8. Mr. Upadhia for the respondents has rightly pointed out that these cases do not relate to minors. That is quite true. Different considerations arise in the case of minors. We have to see whether in a case applicable to a minor there is any evidence, if we are a Court of fact, or if there is any finding, if we are a Court of law, that his interests have been injuriously affected. We hold that there is no evidence of anything of the kind in this case, and that there is no real finding to that effect. The Nazir had been appointed as guardian for the litigant, and had acted up to the date of the preliminary decree because the father had refused. The suit had been compromised. The minor’s interests were not distinct from the others. He was living with his father, and an indication to his father that the time had arrived for making a final decree would necessarily reach him if it concerned him to know.
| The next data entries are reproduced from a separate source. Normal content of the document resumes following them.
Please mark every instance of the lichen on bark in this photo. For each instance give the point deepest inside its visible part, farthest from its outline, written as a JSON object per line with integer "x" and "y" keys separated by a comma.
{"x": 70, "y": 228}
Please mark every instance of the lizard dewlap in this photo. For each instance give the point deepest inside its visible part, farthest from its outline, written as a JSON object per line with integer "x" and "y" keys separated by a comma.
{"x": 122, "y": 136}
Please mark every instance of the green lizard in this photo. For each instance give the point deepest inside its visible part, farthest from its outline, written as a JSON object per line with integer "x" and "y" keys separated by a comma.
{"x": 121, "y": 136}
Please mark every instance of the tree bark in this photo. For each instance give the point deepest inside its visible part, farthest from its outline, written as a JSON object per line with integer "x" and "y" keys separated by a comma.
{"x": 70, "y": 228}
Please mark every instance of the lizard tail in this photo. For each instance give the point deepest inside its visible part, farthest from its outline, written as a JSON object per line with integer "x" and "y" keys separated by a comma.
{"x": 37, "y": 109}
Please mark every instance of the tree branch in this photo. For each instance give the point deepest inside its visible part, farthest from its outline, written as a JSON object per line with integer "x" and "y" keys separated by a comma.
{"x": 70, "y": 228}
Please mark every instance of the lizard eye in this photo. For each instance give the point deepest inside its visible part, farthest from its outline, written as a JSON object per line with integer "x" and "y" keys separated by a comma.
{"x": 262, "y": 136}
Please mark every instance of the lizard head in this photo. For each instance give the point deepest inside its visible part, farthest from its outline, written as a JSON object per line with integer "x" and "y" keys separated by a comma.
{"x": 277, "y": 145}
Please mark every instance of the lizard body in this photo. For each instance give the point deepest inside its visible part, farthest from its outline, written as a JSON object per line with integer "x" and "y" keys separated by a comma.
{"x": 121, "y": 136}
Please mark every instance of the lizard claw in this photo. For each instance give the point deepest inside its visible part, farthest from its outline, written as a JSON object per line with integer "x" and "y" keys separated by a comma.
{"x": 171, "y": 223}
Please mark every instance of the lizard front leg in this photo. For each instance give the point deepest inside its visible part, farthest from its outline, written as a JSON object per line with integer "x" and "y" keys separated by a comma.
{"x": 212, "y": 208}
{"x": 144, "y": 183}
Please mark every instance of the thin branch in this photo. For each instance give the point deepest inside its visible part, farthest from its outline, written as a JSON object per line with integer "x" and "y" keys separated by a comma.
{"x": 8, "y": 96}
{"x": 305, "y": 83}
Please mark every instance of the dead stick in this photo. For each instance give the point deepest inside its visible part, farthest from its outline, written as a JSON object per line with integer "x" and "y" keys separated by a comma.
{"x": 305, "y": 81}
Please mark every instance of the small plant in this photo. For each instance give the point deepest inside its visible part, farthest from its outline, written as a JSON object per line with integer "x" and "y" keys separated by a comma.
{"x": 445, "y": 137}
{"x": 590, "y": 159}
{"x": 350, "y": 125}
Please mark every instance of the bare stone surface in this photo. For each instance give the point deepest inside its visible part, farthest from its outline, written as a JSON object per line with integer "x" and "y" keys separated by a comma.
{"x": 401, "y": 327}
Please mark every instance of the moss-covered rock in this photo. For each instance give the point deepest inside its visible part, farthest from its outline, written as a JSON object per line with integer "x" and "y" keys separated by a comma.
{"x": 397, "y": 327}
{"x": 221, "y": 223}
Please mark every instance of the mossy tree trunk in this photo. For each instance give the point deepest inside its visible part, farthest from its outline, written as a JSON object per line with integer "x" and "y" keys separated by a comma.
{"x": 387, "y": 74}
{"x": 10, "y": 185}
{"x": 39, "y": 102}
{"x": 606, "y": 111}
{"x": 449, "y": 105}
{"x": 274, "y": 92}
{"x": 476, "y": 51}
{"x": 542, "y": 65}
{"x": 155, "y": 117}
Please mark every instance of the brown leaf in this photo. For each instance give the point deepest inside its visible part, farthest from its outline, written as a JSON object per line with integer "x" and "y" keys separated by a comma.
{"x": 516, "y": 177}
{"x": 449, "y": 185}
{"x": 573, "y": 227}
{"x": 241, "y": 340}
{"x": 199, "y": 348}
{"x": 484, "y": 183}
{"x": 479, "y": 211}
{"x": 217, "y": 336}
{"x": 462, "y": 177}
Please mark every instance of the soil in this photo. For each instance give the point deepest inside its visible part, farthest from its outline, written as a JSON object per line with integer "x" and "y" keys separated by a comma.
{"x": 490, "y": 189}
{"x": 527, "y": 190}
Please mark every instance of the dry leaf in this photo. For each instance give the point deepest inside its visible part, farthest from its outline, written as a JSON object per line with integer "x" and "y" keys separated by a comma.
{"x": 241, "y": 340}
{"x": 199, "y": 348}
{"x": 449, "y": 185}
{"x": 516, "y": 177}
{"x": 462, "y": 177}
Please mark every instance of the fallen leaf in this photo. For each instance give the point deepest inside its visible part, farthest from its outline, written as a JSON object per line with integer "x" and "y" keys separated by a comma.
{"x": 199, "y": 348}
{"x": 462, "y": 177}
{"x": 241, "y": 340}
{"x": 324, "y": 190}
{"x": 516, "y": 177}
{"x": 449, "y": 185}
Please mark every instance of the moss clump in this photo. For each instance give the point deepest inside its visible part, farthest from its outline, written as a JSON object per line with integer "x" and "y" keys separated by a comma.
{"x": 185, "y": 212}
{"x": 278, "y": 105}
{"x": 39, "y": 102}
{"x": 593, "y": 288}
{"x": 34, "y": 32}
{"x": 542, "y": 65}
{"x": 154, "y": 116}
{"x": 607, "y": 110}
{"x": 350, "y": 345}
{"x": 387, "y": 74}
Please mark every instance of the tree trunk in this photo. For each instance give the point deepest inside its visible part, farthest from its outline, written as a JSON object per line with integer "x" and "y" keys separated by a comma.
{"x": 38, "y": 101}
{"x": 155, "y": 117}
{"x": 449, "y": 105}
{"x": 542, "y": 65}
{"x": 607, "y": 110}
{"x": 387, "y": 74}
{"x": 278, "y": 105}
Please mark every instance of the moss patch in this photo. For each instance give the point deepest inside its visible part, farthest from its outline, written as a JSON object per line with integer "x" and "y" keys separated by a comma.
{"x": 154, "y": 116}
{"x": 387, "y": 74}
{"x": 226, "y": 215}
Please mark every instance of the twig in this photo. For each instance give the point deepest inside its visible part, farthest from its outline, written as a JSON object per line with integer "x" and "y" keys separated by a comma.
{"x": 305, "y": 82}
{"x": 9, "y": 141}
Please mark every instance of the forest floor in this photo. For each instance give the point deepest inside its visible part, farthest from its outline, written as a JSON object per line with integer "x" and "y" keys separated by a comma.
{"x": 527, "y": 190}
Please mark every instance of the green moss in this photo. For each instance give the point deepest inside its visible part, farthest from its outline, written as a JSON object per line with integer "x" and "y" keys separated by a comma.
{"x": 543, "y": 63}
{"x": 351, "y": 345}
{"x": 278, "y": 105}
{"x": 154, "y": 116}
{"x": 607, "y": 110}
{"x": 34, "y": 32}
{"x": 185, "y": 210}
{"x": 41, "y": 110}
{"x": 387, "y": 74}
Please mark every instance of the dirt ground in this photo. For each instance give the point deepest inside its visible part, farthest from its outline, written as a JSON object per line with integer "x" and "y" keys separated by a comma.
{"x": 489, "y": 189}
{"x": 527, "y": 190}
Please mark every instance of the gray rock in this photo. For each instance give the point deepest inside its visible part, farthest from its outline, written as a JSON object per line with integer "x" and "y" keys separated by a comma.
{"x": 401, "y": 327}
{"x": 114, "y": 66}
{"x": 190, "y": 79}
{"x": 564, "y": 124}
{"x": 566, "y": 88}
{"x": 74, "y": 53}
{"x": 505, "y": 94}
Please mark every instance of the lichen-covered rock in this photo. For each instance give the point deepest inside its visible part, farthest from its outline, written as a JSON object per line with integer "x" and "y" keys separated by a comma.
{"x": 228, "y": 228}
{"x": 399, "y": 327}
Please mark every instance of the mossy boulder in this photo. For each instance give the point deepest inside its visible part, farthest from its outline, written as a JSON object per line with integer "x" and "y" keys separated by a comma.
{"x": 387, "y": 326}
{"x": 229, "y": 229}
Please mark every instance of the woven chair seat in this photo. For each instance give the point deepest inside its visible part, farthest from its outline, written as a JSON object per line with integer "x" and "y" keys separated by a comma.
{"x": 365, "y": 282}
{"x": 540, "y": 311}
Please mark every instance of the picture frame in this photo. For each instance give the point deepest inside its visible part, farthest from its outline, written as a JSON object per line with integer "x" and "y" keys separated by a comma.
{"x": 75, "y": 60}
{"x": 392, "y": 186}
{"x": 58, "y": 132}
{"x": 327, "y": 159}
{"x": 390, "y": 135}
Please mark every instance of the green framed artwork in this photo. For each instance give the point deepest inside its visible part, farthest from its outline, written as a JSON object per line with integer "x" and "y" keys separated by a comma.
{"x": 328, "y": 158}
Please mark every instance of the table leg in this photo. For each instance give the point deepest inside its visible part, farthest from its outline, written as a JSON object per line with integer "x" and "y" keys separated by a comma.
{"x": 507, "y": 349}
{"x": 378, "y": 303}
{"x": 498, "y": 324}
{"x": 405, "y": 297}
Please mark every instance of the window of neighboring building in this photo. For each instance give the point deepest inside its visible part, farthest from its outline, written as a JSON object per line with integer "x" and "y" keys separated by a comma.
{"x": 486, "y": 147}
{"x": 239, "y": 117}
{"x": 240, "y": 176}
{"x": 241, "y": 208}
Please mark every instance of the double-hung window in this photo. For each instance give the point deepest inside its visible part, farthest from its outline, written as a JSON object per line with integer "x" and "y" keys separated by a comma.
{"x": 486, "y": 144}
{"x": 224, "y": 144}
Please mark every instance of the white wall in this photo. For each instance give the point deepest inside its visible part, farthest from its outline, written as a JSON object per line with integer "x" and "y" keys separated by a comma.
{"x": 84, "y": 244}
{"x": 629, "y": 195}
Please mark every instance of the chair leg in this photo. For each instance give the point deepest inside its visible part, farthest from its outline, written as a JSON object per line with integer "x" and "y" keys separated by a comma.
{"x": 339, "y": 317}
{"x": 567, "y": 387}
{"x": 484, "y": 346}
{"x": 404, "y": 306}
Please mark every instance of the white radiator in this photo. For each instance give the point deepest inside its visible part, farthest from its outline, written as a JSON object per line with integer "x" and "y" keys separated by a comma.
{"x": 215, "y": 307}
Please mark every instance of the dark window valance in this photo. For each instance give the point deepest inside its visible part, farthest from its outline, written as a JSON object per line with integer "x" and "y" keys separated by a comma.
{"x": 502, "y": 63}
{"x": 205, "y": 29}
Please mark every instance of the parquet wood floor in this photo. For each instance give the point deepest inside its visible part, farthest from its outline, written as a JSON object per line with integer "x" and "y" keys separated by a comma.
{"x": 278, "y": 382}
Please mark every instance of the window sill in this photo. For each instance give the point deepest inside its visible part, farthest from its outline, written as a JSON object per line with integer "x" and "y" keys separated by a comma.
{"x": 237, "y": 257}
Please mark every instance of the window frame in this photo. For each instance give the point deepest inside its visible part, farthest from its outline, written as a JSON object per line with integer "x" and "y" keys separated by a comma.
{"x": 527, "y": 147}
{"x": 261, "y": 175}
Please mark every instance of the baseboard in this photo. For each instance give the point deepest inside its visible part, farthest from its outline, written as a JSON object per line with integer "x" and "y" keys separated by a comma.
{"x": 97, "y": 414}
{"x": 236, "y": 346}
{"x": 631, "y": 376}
In our view the finding of the District Judge, which was undoubtedly intended to be a finding of fact, that the minor was prejudiced, stopped short of what is required by law. He holds that as the result of the irregularity the minor was deprived of his ancestral property. There are two fallacies in that sentence. He was not deprived in any other sense than every body is deprived of anything with which he pays his just debts, and if a person owes Rs. 100 and pays Rs. 100 it is not a correct statement as a matter of law to say that he is prejudiced by the proceeding, and there was no connexion between the failure to give the notice in this case and the order depriving the mortgagor of the ancestral property, because there was nothing to litigate, there was no proposal to redeem, no money was available for the purpose, and no effort, either within the time or outside the time had ever been shown with a view to establishing that redemption was contemplated, and therefore the final decree was the result of the failure to issue notice. The result would have been just the same if the notice had been issued to the Nazir. We agree with what a member of this Court has already said in one of the cases relied upon by Mr. Durga Prasad, in the case of Rambrich Ram v. Tarak Tewari AIR 1916 All 356:

Where there has been an irregularity in the appointment of a guardian the moment it is shown that there has been no fraud and that the minor’s interests have not been prejudiced by the irregularity, the minor’s right to set aside the proceedings must be denied,

9. The same principle is applicable, not only to the appointment of the guardian, but to all the machinery relating to the appointment in respect of which the guardian stands in the shoes of the nominal litigant.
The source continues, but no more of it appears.